Government set to bring buy-now pay-later firms under FCA regulation
The Treasury is set to unveil its plans for buy-now pay-later rules tomorrow in a move that could end years of uncertainty surrounding the regulation of the sector, City AM has learned.
The Treasury is set to unveil its plans for buy-now pay-later (BNPL) rules in a move that could end years of uncertainty surrounding the regulation of the sector, City AM has learned.
In a consultation, the government will offer companies like Klarna and Clearpay another chance to feed into the planned regime after a more than three-year wait, people familiar with the matter said.
The six-week deep dive with the industry is set to close on 29 November, after which the government will pass secondary legislation early next year to allow the Financial Conduct Authority (FCA) to create a bespoke regime for BNPL, a person with knowledge of the matter said.
The FCA is expected to fully implement the new rules in early 2026. The regulator has been approached for comment.
The changes are likely to build on the FCA’s consumer duty with some elements of the Consumer Credit Act (CCA), including payment protection and access to the Financial Ombudsman Service, the person added.
Information and approval requirements for loans with “tick-boxy detail” would be disapplied from new rules, the person added. Cumbersome approval processes required under the CCA had proved a sticking point with the industry and triggered a major lobbying effort under the previous plans.
The Treasury did not respond to a request for comment.
BNPL firms, which allow shoppers to split and defer the payment of purchases, exploded in popularity through the Covid-19 pandemic but remain unregulated in the UK despite warnings over a mounting debt pile racked up by shoppers.
The announcement tomorrow will mark the third such consultation after Christopher Woolard, former interim boss of the Financial Conduct Authority boss, warned of the “urgent” need for regulation in a 2021 review.
City minister Tulip Siddiq has spearheaded a push to more tightly police BNPL after criticising Conservative Chancellor Jeremy Hunt for the delays while in opposition.
Since taking office as the City minister in July, she has doubled down on her intention to regulate the companies and said later that month the government would “set out its plans shortly”.

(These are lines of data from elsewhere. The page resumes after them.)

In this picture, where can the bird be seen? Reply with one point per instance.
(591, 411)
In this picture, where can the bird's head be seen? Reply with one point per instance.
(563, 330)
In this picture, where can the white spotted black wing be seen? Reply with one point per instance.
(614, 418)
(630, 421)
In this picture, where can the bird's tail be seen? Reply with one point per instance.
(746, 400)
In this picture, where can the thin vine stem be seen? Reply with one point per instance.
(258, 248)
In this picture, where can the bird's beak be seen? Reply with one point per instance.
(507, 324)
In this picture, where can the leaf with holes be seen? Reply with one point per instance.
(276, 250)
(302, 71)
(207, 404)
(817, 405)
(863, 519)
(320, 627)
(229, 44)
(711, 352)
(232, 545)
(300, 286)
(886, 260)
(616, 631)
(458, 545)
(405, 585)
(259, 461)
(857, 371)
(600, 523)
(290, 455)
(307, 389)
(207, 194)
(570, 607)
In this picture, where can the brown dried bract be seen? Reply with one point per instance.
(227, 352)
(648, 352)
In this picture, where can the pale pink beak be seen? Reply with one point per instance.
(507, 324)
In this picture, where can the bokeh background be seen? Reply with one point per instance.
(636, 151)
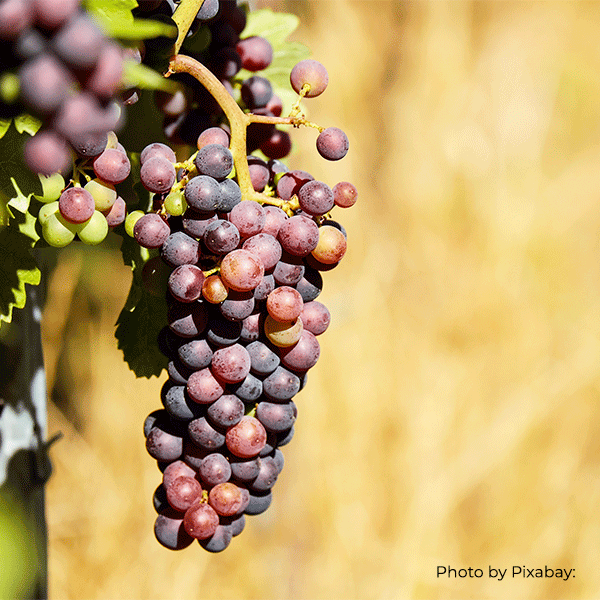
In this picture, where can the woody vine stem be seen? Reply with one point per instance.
(239, 121)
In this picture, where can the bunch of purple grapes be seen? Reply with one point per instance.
(242, 280)
(68, 72)
(192, 110)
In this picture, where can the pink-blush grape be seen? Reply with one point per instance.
(309, 72)
(241, 270)
(201, 521)
(247, 438)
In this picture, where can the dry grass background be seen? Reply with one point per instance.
(453, 418)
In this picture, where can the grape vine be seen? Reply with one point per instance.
(228, 246)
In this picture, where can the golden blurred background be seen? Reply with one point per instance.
(453, 418)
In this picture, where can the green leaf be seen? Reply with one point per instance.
(27, 124)
(20, 201)
(137, 75)
(276, 27)
(141, 319)
(17, 268)
(138, 327)
(4, 125)
(12, 166)
(116, 19)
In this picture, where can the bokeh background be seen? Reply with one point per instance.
(453, 418)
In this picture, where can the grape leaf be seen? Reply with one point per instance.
(4, 125)
(141, 319)
(138, 327)
(12, 167)
(27, 124)
(137, 75)
(117, 21)
(17, 266)
(276, 27)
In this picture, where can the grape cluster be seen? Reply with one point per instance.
(242, 279)
(85, 212)
(64, 71)
(192, 110)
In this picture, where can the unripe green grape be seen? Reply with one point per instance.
(104, 194)
(175, 203)
(52, 187)
(113, 141)
(131, 220)
(57, 231)
(94, 230)
(47, 211)
(283, 334)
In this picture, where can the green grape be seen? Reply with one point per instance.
(52, 187)
(104, 194)
(131, 220)
(57, 231)
(46, 211)
(175, 203)
(113, 141)
(94, 230)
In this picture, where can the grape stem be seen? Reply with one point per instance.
(184, 16)
(238, 122)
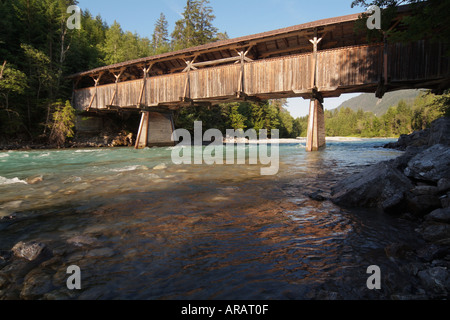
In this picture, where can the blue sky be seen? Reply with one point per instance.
(236, 17)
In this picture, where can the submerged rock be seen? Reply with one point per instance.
(439, 215)
(380, 185)
(436, 280)
(161, 166)
(439, 132)
(431, 165)
(436, 232)
(30, 251)
(80, 241)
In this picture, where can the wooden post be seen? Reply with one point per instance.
(3, 68)
(144, 84)
(117, 86)
(241, 75)
(316, 123)
(187, 85)
(96, 81)
(316, 126)
(315, 66)
(142, 137)
(385, 61)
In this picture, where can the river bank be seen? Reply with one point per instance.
(414, 186)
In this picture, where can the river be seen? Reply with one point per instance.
(151, 229)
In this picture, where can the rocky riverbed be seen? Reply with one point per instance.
(415, 186)
(104, 140)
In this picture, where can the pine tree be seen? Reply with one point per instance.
(160, 38)
(196, 27)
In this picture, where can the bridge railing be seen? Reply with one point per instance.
(351, 67)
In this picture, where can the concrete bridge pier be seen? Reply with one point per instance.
(155, 130)
(316, 126)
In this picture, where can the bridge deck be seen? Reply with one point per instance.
(350, 69)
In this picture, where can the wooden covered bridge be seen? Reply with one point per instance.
(314, 61)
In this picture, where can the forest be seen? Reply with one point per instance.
(38, 51)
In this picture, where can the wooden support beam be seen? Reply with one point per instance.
(96, 81)
(146, 70)
(316, 126)
(117, 76)
(315, 41)
(3, 68)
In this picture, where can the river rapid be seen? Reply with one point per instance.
(141, 227)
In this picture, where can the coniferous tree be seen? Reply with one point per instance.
(196, 27)
(160, 38)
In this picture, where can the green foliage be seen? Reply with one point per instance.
(120, 46)
(401, 119)
(195, 28)
(160, 37)
(63, 123)
(429, 19)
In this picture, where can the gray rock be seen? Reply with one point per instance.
(432, 251)
(36, 284)
(444, 185)
(445, 200)
(433, 164)
(422, 204)
(436, 232)
(415, 139)
(80, 241)
(103, 253)
(424, 190)
(439, 215)
(439, 132)
(30, 251)
(379, 185)
(435, 279)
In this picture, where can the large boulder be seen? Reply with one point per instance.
(439, 132)
(380, 185)
(432, 164)
(415, 139)
(29, 251)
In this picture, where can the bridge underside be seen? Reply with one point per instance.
(314, 61)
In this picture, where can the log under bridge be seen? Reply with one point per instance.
(314, 61)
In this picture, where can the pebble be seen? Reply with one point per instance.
(161, 166)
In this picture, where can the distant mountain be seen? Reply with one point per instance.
(369, 103)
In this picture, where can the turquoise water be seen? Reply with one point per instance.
(157, 230)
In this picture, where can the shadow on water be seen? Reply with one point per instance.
(200, 232)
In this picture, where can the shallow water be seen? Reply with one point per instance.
(155, 230)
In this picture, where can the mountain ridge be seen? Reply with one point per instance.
(369, 103)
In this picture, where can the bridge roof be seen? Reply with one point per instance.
(336, 32)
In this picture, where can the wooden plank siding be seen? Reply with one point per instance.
(350, 68)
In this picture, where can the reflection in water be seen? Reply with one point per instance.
(192, 232)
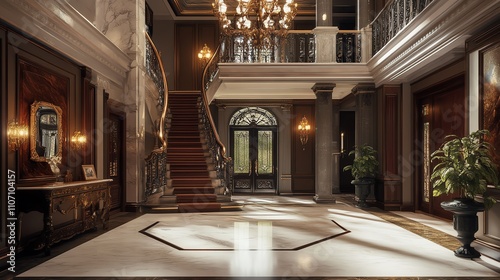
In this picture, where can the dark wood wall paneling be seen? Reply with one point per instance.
(39, 74)
(389, 189)
(88, 117)
(189, 40)
(303, 157)
(4, 246)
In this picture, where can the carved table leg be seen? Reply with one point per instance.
(48, 224)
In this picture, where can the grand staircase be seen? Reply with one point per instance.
(188, 158)
(192, 183)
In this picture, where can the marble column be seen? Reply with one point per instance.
(324, 12)
(326, 43)
(335, 158)
(123, 23)
(324, 137)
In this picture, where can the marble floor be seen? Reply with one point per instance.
(273, 237)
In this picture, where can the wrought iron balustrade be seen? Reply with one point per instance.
(393, 18)
(156, 162)
(223, 164)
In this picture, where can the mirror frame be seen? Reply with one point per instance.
(34, 129)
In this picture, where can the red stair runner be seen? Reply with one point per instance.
(189, 174)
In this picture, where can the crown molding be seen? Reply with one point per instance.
(59, 26)
(434, 38)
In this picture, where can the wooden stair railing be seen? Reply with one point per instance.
(190, 172)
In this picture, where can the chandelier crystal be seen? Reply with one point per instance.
(257, 20)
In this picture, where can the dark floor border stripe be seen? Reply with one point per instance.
(441, 238)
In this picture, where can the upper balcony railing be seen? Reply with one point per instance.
(393, 18)
(296, 46)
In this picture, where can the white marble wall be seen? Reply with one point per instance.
(122, 22)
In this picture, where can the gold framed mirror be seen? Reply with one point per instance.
(46, 135)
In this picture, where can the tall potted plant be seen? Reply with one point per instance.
(465, 168)
(363, 169)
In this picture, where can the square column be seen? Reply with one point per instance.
(326, 43)
(324, 138)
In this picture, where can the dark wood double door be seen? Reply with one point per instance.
(441, 111)
(253, 150)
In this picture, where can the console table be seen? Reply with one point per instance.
(68, 209)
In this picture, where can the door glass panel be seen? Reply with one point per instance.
(241, 152)
(427, 164)
(265, 152)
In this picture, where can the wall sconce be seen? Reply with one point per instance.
(342, 143)
(78, 140)
(304, 129)
(16, 135)
(204, 55)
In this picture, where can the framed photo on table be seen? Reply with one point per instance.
(89, 172)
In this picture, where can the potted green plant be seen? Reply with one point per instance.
(465, 168)
(363, 169)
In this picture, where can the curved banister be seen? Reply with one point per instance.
(205, 99)
(156, 162)
(165, 98)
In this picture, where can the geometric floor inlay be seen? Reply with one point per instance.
(243, 234)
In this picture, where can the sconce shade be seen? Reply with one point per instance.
(304, 129)
(78, 140)
(205, 54)
(17, 134)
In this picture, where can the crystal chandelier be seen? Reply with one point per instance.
(257, 20)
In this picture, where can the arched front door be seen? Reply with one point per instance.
(253, 149)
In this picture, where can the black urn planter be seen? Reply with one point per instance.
(362, 190)
(465, 222)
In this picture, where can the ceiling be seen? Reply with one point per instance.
(202, 9)
(344, 13)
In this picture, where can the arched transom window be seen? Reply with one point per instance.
(253, 116)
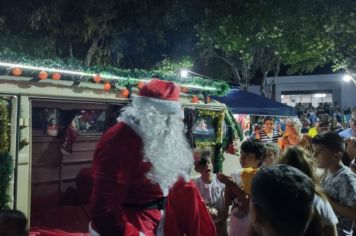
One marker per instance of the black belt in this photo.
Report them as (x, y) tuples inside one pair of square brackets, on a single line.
[(156, 204)]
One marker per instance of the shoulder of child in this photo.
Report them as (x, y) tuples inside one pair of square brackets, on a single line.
[(348, 185), (324, 209)]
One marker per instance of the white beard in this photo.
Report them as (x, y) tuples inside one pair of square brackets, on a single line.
[(164, 143)]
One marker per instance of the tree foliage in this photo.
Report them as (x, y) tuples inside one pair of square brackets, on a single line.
[(259, 35), (232, 39)]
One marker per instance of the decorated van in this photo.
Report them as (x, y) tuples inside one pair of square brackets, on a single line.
[(51, 120)]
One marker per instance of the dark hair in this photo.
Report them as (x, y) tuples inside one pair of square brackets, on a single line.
[(205, 157), (13, 222), (331, 140), (301, 159), (283, 195), (254, 146), (268, 118)]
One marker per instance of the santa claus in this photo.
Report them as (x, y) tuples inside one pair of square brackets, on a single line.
[(137, 162)]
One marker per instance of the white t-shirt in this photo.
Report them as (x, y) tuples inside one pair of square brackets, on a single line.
[(341, 186), (239, 221), (324, 209), (213, 194)]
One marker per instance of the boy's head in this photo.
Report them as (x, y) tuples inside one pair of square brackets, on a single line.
[(12, 222), (328, 149), (351, 147), (203, 165), (281, 200), (353, 122), (272, 152), (252, 154), (268, 123), (324, 123)]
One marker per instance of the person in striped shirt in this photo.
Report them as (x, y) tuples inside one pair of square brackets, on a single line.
[(268, 134)]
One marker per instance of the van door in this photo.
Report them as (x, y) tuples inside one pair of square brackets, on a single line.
[(9, 112), (23, 163)]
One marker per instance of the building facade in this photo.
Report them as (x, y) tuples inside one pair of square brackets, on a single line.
[(315, 89)]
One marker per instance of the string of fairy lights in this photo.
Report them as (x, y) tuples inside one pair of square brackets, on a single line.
[(109, 80)]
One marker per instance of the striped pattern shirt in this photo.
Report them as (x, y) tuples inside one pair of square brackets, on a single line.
[(269, 139)]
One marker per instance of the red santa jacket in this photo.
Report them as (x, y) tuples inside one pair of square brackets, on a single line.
[(186, 213), (119, 180)]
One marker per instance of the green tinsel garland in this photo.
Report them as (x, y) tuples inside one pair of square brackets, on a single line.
[(230, 121), (5, 159), (5, 177), (130, 77)]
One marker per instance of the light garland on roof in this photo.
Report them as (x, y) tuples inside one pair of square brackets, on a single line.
[(33, 67)]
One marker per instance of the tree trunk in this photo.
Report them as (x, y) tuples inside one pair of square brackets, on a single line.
[(70, 50), (263, 83), (92, 50), (276, 73)]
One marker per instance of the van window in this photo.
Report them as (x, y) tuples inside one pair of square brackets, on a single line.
[(54, 121), (64, 137)]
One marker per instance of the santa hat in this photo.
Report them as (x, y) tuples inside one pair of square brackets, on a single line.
[(162, 95)]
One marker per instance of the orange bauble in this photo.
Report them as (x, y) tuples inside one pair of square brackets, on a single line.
[(97, 79), (125, 93), (56, 76), (184, 89), (43, 75), (140, 84), (16, 71), (195, 99), (107, 87)]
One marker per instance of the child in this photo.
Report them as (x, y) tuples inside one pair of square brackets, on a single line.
[(301, 159), (271, 154), (12, 223), (351, 152), (339, 183), (212, 191), (238, 186), (282, 203)]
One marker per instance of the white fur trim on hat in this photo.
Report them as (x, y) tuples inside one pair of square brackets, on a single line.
[(164, 106)]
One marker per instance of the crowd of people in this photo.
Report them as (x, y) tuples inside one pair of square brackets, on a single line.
[(142, 185), (281, 146), (309, 115)]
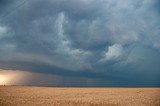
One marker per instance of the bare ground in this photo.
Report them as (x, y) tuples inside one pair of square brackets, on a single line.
[(50, 96)]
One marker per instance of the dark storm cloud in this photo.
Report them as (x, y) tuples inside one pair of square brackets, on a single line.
[(107, 39)]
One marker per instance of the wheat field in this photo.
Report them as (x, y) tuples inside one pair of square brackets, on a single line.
[(50, 96)]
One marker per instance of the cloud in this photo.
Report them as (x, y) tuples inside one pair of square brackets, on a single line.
[(82, 36), (114, 52), (3, 31)]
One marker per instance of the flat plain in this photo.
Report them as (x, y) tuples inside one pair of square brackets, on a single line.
[(52, 96)]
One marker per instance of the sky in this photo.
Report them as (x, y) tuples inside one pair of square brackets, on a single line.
[(84, 43)]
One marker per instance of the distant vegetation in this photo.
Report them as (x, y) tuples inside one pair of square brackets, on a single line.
[(42, 96)]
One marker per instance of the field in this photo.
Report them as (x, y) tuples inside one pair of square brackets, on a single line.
[(42, 96)]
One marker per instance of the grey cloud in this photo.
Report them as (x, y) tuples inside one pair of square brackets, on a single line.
[(75, 35)]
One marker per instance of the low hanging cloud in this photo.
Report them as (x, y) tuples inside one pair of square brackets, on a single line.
[(97, 38), (114, 52)]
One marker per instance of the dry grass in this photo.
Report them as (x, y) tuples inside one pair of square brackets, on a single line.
[(42, 96)]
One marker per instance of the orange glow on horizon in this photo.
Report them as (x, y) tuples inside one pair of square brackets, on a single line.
[(3, 79)]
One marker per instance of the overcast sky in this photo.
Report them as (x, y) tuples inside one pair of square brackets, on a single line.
[(82, 42)]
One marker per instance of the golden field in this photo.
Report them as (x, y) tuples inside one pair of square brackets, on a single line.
[(50, 96)]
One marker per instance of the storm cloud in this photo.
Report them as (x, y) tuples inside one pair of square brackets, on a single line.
[(112, 41)]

The previous Conservative government announced its intention to regulate BNPL in February 2021 but pressed pause on the plans last summer amid tensions with the industry.
People with knowledge of the talks have told City AM that firms raised concerns over whether parts of existing rules are fit to regulate online BNPL products half a century after they were first drawn up.
The Treasury published draft legislation last February that it said would protect roughly 10m consumers. In it, certain sections of the CCA were dropped onto the proposed BNPL rules.
This “lift and shift” approach was heavily criticised by BNPL firms, which warned that parts of the CCA could significant hurt their business models
For example, sources said an initial “credit agreement” would have required a static form for consumers to sign in every credit application and every BNPL transaction, significantly slowing down online purchases.
An insider at one of Britain’s biggest BNPL firms expected Labour to take inspiration from New Zealand, where BNPL is a long-established payment method and regulation came into effect on 2 September.
Updated: After this story was published, the Treasury published details of its plans.
After the Treasury revealed further details on its plans, Sebastian Siemietkowski, the founder and chief executive of the biggest BNPL firm, Klarna, congratulated Siddiq on “moving quickly”.
“We’re looking forward to carrying on that work to put proportionate rules in place that protect consumers while fostering growth,” he added.